Potential Space
by Lisa Koshkarian, Ph.D.
DIGNITY
The woman lives on the same city corridor where I pass multiple times each week on the way to my spin gym. While her garb, physique, and hairstyle shift regularly, her facial expression remains lifeless and vacant. She paces up and down a two-block stretch, ostensibly with purpose and destination. The other day, I glanced over from my car window to see her urinating in the gutter. I feel devastated that she must squat in front of everybody to relieve herself. My heart sinks into despair for the unimaginable barbarity that absconded with her life. The horror…the horror… Because I have seen her so often, for so long, I can bear the tension of sensing and witnessing but not knowing her stories. I am mournful for the many whom I am unable to meet with the same spaciousness.
How do I nevertheless attempt to carry my experience of anonymous others with wholeness and humanity when the rapid pace of my life presses on me to bracket each set of stimuli?

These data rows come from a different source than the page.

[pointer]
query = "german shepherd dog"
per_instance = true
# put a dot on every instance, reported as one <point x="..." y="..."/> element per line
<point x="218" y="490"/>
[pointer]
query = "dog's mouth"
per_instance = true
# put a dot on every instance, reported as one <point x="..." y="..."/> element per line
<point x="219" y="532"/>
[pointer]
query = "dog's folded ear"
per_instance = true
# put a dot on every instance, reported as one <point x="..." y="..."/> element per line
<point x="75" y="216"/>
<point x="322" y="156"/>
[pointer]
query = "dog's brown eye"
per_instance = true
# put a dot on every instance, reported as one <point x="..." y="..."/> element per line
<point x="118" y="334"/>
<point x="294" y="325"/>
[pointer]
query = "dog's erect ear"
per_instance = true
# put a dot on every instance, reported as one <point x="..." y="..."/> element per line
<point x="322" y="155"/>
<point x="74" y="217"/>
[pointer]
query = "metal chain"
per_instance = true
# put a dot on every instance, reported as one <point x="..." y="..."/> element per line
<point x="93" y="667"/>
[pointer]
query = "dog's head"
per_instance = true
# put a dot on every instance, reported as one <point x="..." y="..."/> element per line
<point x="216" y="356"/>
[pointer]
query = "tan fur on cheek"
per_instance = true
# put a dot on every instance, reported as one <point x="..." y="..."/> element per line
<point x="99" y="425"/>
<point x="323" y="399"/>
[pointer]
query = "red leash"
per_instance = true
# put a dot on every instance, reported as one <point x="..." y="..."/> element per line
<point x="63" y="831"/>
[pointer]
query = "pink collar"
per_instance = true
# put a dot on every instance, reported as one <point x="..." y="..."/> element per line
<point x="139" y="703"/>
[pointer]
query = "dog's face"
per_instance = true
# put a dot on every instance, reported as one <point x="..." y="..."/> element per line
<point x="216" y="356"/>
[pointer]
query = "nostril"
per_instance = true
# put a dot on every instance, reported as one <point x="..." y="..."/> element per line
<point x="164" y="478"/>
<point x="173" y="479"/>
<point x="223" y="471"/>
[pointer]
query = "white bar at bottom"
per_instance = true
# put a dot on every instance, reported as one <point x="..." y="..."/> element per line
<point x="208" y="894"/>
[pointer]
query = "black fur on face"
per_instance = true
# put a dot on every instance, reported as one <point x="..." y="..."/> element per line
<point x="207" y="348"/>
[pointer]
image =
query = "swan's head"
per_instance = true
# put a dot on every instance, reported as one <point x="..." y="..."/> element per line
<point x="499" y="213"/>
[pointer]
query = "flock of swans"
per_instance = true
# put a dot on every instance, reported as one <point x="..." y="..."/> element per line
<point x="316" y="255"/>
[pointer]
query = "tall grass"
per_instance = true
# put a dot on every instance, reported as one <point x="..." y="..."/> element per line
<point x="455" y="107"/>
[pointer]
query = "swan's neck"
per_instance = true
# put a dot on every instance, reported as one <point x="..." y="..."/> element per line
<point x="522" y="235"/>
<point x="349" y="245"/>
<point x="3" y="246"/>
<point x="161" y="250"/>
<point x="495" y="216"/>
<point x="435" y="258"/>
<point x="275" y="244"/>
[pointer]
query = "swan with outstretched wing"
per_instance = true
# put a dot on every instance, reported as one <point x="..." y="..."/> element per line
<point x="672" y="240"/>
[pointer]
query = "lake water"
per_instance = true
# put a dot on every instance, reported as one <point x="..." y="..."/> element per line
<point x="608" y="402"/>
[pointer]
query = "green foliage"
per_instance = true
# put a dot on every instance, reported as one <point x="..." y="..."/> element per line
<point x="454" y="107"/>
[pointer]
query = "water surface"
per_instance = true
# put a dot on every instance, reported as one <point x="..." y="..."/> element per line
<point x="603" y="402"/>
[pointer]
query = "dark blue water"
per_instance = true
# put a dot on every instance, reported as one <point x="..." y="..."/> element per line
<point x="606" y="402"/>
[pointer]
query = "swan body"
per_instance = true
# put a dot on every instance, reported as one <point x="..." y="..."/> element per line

I need wise others, such as Chimananda Ngozi Adichi, to help ground me in a state of being which elaborates multiplicity. In her TED Talk entitled, The Danger of a Single Story, she reminds me to take solemn responsibility for how I might embellish or else come up short in remaining curious about the snippets of “information” I read, see, hear, and feel about people(s). Ngozi Adichi calls me to consider the power inherent in telling or even re-telling another subject’s story. That power has the potency to rob dignity from others. A single story is an incomplete story, which has the potential to dehumanize. Equipped with this perspective, I orient toward being a reverently silent companion to strangers like the woman on the street.
I notice that when I go through moments or periods of stress and overwhelm, my psychic machinery which processes feelings and thoughts and then captures them with little stories, becomes prone to getting jammed up. The obstruction can occur at any point along the way. I can fail to see or feel or sense. Formed thoughts may elude me. Cohesive conclusions are unavailable. I try to afford myself the same grace and compassion that I endeavor to offer to others. This includes working to refrain from creating a single story about my own vulnerable states such as, “Once that ambiguous situation is resolved, you’ll feel better” or, “You just need to eat more carbs.” These phrases may very well be true, but they are incomplete. I need communities of other humans to help dignify my own multiplicity. I also acknowledge the coexisting truth that many are unable to recognize my complexities, just as I lack the capacity to take in everyone’s stories. Some of our limitations as humans feel cruel. While the woman’s adversities are limitless compared to mine, we both need at least a subset of others to attempt to behold the intricacies of our experience with receptivity and truth.